French engineer, author, and WWII resistance fighter (1920–2009)

Serge Ravanel (/fr/; 12 May 1920 – 27 April 2009), born Serge Asher, was an engineer and author who became a prominent French Resistance fighter during World War II. He also operated under the alias Charles Guillemot.

== Biography ==
Asher was born in Paris, France on 12 May 1920. He was born to a wealthy family, of Jewish ancestry, his father was an engineer, and his mother was a Czech fashion journalist, who had settled in Paris for work. His stepfather was an export trader who worked in Africa.

Asher was educated at the Lycée Louis-le-Grand before going on to study polytechnics at École Polytechnique becoming an polyethnic engineer himself.

=== World War II ===
By September 1942, encouraged by Vichy ineffectiveness in the face of Nazi occupation and his own communist views, he began working with Libération-sud as a courier. He also began organizing other students into resistance and would become a key figure in the Resistance's work to liberate Lyon. He would adopt the alias Serge Ravanel, based on an alpine mountaineer, while working with them, a name that he would keep for the rest of his life.

By November 1943 Ravanel was serving as the national head of the Mouvements Unis de la Résistance in the southern zone. He worked closely with Raymond Aubrac and Maurice Kriegel-Valrimont in Toulouse, directing so many attacks that the city would be described as 'Toulouse la rouge.'

In the summer of 1944, Ravanel would meet with de Gaulle and General Kœnig in Toulouse over the creation of the French Forces of the Interior (FFI).
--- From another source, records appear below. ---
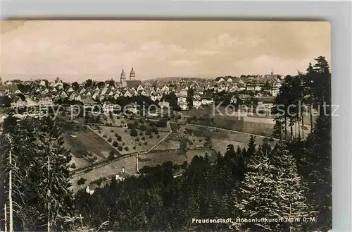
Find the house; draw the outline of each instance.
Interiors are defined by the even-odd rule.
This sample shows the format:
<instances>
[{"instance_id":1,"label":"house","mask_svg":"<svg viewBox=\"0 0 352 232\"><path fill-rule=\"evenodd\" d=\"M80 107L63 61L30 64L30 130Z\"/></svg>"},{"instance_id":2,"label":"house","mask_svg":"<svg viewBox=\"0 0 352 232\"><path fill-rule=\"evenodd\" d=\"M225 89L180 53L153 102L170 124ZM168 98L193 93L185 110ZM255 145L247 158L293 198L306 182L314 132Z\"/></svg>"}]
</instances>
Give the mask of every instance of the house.
<instances>
[{"instance_id":1,"label":"house","mask_svg":"<svg viewBox=\"0 0 352 232\"><path fill-rule=\"evenodd\" d=\"M105 113L113 112L114 105L111 104L103 104L103 111Z\"/></svg>"},{"instance_id":2,"label":"house","mask_svg":"<svg viewBox=\"0 0 352 232\"><path fill-rule=\"evenodd\" d=\"M258 99L258 106L270 109L274 106L274 97L261 97Z\"/></svg>"},{"instance_id":3,"label":"house","mask_svg":"<svg viewBox=\"0 0 352 232\"><path fill-rule=\"evenodd\" d=\"M143 87L143 86L142 85L138 85L137 90L137 91L143 91L143 90L144 90L144 88Z\"/></svg>"},{"instance_id":4,"label":"house","mask_svg":"<svg viewBox=\"0 0 352 232\"><path fill-rule=\"evenodd\" d=\"M84 109L93 109L95 106L95 102L89 98L87 98L82 101Z\"/></svg>"},{"instance_id":5,"label":"house","mask_svg":"<svg viewBox=\"0 0 352 232\"><path fill-rule=\"evenodd\" d=\"M170 102L159 102L159 106L161 108L169 108L170 107Z\"/></svg>"},{"instance_id":6,"label":"house","mask_svg":"<svg viewBox=\"0 0 352 232\"><path fill-rule=\"evenodd\" d=\"M177 98L177 104L179 105L182 104L187 104L187 99L184 97L180 97Z\"/></svg>"},{"instance_id":7,"label":"house","mask_svg":"<svg viewBox=\"0 0 352 232\"><path fill-rule=\"evenodd\" d=\"M213 94L211 93L206 93L201 97L201 104L202 105L209 105L214 102L213 100Z\"/></svg>"}]
</instances>

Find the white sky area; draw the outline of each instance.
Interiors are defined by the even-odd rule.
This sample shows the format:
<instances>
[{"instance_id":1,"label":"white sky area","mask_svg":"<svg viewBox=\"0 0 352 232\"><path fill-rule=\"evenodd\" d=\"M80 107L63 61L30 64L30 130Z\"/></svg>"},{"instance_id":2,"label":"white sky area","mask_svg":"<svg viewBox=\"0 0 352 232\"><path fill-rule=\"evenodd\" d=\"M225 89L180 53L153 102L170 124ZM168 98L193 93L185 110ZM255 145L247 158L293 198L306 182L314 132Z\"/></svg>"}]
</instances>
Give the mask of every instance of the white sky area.
<instances>
[{"instance_id":1,"label":"white sky area","mask_svg":"<svg viewBox=\"0 0 352 232\"><path fill-rule=\"evenodd\" d=\"M330 62L327 22L2 21L3 80L296 75Z\"/></svg>"}]
</instances>

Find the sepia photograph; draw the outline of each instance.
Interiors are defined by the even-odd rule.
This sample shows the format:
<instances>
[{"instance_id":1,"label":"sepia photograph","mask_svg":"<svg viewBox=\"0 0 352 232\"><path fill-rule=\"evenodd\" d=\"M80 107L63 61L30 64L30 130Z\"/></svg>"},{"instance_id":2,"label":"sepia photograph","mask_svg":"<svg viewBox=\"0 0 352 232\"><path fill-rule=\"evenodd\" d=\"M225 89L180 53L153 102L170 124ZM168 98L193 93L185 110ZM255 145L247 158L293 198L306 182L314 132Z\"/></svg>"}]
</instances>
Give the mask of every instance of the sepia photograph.
<instances>
[{"instance_id":1,"label":"sepia photograph","mask_svg":"<svg viewBox=\"0 0 352 232\"><path fill-rule=\"evenodd\" d=\"M1 25L0 231L331 231L329 22Z\"/></svg>"}]
</instances>

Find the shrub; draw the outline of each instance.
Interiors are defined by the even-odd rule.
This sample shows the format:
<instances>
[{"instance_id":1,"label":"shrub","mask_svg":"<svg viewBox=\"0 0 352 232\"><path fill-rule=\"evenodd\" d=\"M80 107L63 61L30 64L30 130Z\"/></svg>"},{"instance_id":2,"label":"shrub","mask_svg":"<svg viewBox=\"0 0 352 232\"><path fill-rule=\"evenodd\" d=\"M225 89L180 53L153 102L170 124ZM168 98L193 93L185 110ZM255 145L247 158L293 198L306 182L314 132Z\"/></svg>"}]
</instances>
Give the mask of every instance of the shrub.
<instances>
[{"instance_id":1,"label":"shrub","mask_svg":"<svg viewBox=\"0 0 352 232\"><path fill-rule=\"evenodd\" d=\"M81 177L80 179L78 179L78 181L77 181L77 184L78 185L84 185L84 183L86 183L86 180L83 177Z\"/></svg>"}]
</instances>

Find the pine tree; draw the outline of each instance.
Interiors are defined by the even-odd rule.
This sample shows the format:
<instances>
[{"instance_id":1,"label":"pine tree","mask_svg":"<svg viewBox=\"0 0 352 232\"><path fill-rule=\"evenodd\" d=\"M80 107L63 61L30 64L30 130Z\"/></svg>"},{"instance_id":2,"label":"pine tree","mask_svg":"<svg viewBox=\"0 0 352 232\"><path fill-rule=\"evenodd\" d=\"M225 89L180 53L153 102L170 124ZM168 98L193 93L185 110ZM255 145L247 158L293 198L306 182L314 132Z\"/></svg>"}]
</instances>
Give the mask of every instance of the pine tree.
<instances>
[{"instance_id":1,"label":"pine tree","mask_svg":"<svg viewBox=\"0 0 352 232\"><path fill-rule=\"evenodd\" d=\"M63 221L64 216L72 212L72 193L70 190L69 162L71 159L69 152L63 147L61 130L50 118L41 121L37 165L42 173L37 184L39 189L44 190L40 197L46 202L42 212L46 219L47 231L54 230Z\"/></svg>"}]
</instances>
General Kœnig would grant Ravanel rank of colonel within the FFI. Despite receiving this promotion, Ravanel criticized the resistance group Corps Franc de la Montagne Noire on political grounds, opposing them due to his communist leanings. Ultimately Ravanel would recall his meeting with de Gaulle as humiliating, claiming it was a political stunt to reign in FFI officers while celebrating career ones, with de Gaulle questioning Ravanel's personal right to wear the ribbon of the Order of Liberation which Ravanel claimed had been awarded him earlier.

Another bone of contention for de Gaulle was the high regard with which Ravanel held the Spanish maquisards who had led the liberation of Toulouse and other southern departments. Ravanel stated:

During the War of Spain our comrades had acquired the knowledge that we did not possess; they knew how to make bombs, they knew how to make ambushes, they had a profound knowledge of the technique of guerrilla warfare. I must also say that they conquered us with their valour, their fraternity, their gentleness, their self-denial. They were, for us, "brothers in combat"

Ravanel resigned from the army in 1950.

Ravanel died on 27 April 2009 in Paris at the Val-de-Grâce military hospital.

== Legacy ==
Ravanel authored L'Esprit de Résistance, a biographical work describing his experience as a member of the French Resistance, which was published in 1995.